Antitrust: multa da 1 mln di euro a Trenitalia per gestione pendolari su Roma-Napoli/Caserta

"Emerse criticità alla stazione di Roma Termini per gli spostamenti dei pendolari che usufruiscono dell'abbonamento ai treni ad alta velocità". Trenitalia, prese tutte misure per esigenze clienti. Consumatori: bene, aiuto a pendolari

L’Autorita’ Garante della Concorrenza e del Mercato ha comminato una sanzione di 1 milione di euro – ridotta a causa delle perdite economiche registrate nel 2020 – nei confronti di Trenitalia. Secondo quanto emerso da rilevazioni d’ufficio e da accertamenti ispettivi – si legge in una nota- si sono verificate alcune criticita’ alla stazione di Roma Termini per gli spostamenti dei pendolari che usufruiscono dell’abbonamento ai treni ad alta velocita’: numerosi passeggeri non erano riusciti ad accedere ai treni della linea Roma-Napoli/Caserta, nonostante i posti non fossero occupati e/o riservati per il posizionamento ‘a scacchiera’.

I disagi per i passeggeri pendolari si sono ripetuti tra gennaio e l’inizio di febbraio 2021. Secondo l’Autorita’, il comportamento di Trenitalia, che non ha gestito e programmato in modo adeguato la propria offerta in una delle tratte piu’ interessate dal traffico pendolare, quale la Roma-Napoli/Caserta, alla ripresa delle attivita’ lavorative dopo la pausa di fine anno, integra una pratica commerciale scorretta in violazione dell’articolo 20 del Codice del Consumo.

Si tratta di una pratica che e’ contraria alla diligenza professionale e che e’ idonea a falsare in misura apprezzabile il comportamento economico del consumatore. In particolare, Trenitalia non ha predisposto una capacita’ di trasporto adeguata a soddisfare la domanda dei pendolari, cui aveva venduto un abbonamento, e non ha fornito altre misure informative o inerenti al sistema di prenotazione per offrire un adeguato servizio di trasporto a tale specifica categoria di viaggiatori e limitare quindi i prevedibili disagi, nonostante disponesse di tutti i dati per valutare la domanda di spostamenti da parte della clientela pendolare.

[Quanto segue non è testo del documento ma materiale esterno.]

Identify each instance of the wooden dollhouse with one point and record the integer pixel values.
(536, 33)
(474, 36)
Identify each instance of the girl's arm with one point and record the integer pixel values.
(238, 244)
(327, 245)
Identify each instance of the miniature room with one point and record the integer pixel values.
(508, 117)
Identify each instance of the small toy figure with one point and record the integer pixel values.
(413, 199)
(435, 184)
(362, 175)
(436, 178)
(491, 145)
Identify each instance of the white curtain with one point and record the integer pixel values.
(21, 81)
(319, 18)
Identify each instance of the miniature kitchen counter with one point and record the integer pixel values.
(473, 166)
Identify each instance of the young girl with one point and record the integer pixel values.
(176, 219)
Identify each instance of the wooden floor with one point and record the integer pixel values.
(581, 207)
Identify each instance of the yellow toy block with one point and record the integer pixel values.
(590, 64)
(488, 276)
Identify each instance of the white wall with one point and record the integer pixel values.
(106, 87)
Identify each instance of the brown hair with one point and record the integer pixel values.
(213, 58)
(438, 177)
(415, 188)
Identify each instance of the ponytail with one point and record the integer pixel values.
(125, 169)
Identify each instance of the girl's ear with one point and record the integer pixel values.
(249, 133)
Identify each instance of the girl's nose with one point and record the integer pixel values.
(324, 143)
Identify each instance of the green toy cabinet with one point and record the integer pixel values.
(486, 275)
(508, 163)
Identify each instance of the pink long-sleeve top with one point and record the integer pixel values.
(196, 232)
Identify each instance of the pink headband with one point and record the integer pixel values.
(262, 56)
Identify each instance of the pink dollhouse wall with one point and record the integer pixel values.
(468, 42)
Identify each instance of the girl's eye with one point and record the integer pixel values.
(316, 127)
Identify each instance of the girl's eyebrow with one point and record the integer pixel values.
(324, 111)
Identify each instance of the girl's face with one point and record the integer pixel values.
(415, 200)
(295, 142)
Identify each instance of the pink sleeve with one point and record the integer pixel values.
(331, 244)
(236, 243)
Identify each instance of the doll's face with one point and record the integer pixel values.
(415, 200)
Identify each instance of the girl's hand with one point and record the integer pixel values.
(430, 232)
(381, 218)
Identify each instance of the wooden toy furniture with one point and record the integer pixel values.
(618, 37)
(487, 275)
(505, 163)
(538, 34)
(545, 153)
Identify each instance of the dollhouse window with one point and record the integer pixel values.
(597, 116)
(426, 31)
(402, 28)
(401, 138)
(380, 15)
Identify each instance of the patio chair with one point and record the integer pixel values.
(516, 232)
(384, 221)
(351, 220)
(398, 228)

Sulla base dell’attivita’ istruttoria svolta, e anche del parere reso dall’Autorita’ di regolazione dei trasporti, non sono emersi invece elementi sufficienti ad accertare una pratica commerciale scorretta nella predisposizione e nell’adeguamento della capacita’ di trasporto durante il periodo a ridosso delle festivita’ di fine 2020.

“Trenitalia, prende atto della decisione pubblicata dall’AGCM, confermando comunque di aver adottato tutte le misure necessarie a soddisfare correttamente le esigenze della clientela pendolare, tenuto conto delle restrizioni dovute alla pandemia”. Cosi’ Trenitalia commenta la sanzione.

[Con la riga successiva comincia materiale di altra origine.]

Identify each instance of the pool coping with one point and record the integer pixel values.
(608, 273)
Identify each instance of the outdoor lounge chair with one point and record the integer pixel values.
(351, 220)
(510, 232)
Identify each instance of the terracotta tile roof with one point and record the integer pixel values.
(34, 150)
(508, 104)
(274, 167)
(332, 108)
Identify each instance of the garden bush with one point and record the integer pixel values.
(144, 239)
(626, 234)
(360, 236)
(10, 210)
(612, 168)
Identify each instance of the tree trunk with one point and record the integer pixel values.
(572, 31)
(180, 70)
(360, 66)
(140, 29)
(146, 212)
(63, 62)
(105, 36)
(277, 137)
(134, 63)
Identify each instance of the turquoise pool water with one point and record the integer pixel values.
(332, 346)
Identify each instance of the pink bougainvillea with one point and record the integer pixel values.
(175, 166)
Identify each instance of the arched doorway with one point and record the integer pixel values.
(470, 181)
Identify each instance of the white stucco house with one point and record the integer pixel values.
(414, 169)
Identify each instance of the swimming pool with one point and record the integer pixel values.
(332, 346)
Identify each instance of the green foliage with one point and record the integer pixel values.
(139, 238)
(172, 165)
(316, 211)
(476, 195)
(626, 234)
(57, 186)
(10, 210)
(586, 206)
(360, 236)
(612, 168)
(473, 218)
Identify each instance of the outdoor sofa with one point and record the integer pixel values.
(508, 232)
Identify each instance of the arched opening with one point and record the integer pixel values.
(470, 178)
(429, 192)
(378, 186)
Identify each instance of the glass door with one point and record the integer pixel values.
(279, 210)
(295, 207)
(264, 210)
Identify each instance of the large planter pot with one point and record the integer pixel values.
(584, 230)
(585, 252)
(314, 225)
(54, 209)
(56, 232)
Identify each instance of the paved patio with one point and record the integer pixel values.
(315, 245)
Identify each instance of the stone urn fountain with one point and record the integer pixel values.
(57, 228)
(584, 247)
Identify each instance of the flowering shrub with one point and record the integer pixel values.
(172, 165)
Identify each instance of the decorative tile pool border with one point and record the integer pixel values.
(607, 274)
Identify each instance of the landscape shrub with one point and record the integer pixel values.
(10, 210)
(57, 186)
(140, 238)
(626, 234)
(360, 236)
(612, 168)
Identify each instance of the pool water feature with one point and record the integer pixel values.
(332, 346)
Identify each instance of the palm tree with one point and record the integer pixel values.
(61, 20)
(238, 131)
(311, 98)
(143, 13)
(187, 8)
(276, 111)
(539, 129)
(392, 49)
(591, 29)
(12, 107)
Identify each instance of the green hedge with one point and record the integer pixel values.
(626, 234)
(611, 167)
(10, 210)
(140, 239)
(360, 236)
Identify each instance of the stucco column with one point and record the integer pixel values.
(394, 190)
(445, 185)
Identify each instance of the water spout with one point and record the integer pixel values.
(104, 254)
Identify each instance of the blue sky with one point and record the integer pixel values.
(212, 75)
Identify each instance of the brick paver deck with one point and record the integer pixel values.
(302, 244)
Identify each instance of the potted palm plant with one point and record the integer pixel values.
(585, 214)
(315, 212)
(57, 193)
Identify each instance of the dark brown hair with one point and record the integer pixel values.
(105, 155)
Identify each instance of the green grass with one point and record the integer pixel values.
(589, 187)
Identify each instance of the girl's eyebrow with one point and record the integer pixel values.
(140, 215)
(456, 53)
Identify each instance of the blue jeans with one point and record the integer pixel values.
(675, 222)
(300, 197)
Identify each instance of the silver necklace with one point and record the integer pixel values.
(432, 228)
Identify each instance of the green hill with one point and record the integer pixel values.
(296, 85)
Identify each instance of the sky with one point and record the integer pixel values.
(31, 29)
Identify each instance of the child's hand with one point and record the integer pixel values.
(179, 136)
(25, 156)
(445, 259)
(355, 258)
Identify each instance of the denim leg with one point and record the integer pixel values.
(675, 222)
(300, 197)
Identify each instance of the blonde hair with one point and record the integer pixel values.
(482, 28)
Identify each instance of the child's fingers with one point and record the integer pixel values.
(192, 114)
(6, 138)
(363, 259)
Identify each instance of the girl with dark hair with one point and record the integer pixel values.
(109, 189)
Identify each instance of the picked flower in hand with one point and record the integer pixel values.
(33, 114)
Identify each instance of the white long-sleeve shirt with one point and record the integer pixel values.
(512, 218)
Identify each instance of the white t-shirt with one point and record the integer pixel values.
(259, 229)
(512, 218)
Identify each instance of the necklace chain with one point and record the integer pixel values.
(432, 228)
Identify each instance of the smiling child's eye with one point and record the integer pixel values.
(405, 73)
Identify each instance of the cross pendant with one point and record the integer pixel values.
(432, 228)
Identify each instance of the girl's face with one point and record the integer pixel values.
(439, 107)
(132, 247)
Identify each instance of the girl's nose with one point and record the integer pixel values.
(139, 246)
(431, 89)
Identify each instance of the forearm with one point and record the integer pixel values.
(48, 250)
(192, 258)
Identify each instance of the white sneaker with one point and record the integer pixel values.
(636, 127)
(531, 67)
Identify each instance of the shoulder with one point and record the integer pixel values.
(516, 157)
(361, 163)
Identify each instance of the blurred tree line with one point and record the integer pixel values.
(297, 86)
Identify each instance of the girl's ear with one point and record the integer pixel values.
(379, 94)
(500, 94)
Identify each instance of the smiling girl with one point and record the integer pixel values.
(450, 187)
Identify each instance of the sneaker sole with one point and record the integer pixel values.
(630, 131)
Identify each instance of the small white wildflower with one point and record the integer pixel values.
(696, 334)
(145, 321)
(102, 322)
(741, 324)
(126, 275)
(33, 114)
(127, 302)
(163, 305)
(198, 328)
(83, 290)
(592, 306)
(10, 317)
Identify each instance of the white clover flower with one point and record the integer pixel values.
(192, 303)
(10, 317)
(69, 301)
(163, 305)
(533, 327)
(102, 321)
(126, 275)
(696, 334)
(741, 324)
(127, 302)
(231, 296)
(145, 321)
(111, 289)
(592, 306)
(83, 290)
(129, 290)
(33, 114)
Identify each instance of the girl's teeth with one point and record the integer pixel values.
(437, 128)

Soddisfazione, invece, viene espressa dalle associazioni dei consumatori.

“Bene. Finalmente si sanzionano anche disservizi molto gravi per i pendolari, come l’impossibilita’ di prendere il treno perche’ la compagnia non ha predisposto una capacita’ di trasporto adeguata a soddisfare la domanda”, commenta l’Unione Nazionale Consumatori .

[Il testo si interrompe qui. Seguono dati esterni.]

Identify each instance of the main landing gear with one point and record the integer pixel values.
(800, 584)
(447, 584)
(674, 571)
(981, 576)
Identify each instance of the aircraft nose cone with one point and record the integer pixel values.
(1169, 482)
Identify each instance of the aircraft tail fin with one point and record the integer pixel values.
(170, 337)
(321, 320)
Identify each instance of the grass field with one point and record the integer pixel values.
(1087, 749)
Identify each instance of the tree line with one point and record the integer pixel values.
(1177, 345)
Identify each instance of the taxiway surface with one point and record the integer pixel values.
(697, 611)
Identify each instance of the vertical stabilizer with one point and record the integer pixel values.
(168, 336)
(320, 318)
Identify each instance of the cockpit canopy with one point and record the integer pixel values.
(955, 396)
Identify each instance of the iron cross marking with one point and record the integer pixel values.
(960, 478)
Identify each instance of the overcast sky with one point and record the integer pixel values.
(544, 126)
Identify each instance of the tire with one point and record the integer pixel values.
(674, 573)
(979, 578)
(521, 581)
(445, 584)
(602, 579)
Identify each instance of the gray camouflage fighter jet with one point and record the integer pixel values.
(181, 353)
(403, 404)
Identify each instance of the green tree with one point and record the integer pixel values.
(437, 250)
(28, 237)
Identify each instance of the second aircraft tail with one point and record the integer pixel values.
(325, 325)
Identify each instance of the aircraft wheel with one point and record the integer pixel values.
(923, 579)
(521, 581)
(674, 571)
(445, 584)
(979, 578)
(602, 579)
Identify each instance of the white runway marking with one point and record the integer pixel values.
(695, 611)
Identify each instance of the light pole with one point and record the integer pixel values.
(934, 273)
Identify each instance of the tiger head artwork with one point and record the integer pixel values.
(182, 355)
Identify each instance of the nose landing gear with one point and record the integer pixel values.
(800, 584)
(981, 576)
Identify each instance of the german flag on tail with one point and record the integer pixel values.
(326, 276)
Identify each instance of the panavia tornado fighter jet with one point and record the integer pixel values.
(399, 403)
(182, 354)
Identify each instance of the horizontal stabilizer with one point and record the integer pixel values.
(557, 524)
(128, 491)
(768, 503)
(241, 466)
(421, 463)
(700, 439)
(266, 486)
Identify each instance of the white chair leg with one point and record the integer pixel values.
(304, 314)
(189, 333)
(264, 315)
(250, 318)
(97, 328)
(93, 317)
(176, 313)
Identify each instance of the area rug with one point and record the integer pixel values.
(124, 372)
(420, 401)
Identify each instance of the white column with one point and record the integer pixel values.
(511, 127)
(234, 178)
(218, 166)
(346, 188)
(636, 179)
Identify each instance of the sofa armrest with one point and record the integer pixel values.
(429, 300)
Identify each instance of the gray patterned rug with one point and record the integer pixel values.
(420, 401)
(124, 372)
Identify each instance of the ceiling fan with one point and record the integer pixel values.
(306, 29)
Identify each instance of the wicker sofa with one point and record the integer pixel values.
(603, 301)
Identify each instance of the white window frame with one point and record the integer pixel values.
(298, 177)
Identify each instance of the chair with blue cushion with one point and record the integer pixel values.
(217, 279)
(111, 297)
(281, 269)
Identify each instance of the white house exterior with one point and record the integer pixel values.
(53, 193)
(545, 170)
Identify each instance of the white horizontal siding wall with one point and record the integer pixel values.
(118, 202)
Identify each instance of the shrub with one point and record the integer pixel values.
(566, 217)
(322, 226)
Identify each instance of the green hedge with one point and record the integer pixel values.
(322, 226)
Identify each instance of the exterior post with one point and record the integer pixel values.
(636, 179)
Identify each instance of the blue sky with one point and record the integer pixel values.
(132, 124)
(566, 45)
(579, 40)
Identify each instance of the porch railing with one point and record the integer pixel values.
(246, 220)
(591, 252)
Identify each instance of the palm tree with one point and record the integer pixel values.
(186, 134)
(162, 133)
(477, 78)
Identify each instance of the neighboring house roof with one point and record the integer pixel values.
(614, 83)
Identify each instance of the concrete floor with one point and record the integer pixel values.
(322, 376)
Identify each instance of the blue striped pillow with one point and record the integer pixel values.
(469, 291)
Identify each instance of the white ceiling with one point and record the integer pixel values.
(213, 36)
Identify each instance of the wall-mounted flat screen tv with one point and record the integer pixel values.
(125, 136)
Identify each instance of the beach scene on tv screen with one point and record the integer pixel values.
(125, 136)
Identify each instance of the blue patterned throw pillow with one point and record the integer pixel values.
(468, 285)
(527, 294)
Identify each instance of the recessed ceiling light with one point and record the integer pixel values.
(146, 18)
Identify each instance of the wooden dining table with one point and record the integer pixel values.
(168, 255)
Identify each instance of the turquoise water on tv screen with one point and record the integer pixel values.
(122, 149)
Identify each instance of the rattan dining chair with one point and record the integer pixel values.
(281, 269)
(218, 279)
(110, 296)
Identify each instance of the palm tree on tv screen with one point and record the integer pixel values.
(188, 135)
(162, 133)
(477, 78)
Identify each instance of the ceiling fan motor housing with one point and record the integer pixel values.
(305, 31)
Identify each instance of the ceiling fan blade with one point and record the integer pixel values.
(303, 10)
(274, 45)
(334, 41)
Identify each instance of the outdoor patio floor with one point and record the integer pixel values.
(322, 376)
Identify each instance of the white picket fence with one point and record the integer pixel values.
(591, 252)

“Un aiuto per i pendolari che in futuro potranno segnalare l’incapacita’ di fornire un servizio appropriato agli abbonati” afferma Massimiliano Dona, presidente dell’Unione Nazionale Consumatori. “Troppo spesso i pendolari viaggiano su carri bestiame, regolarmente in piedi, pressati come sardine, arrivando costantemente in ritardo. Ora hanno un’arma per far valere i loro diritti e ridurre i disagi quotidiani” conclude Dona.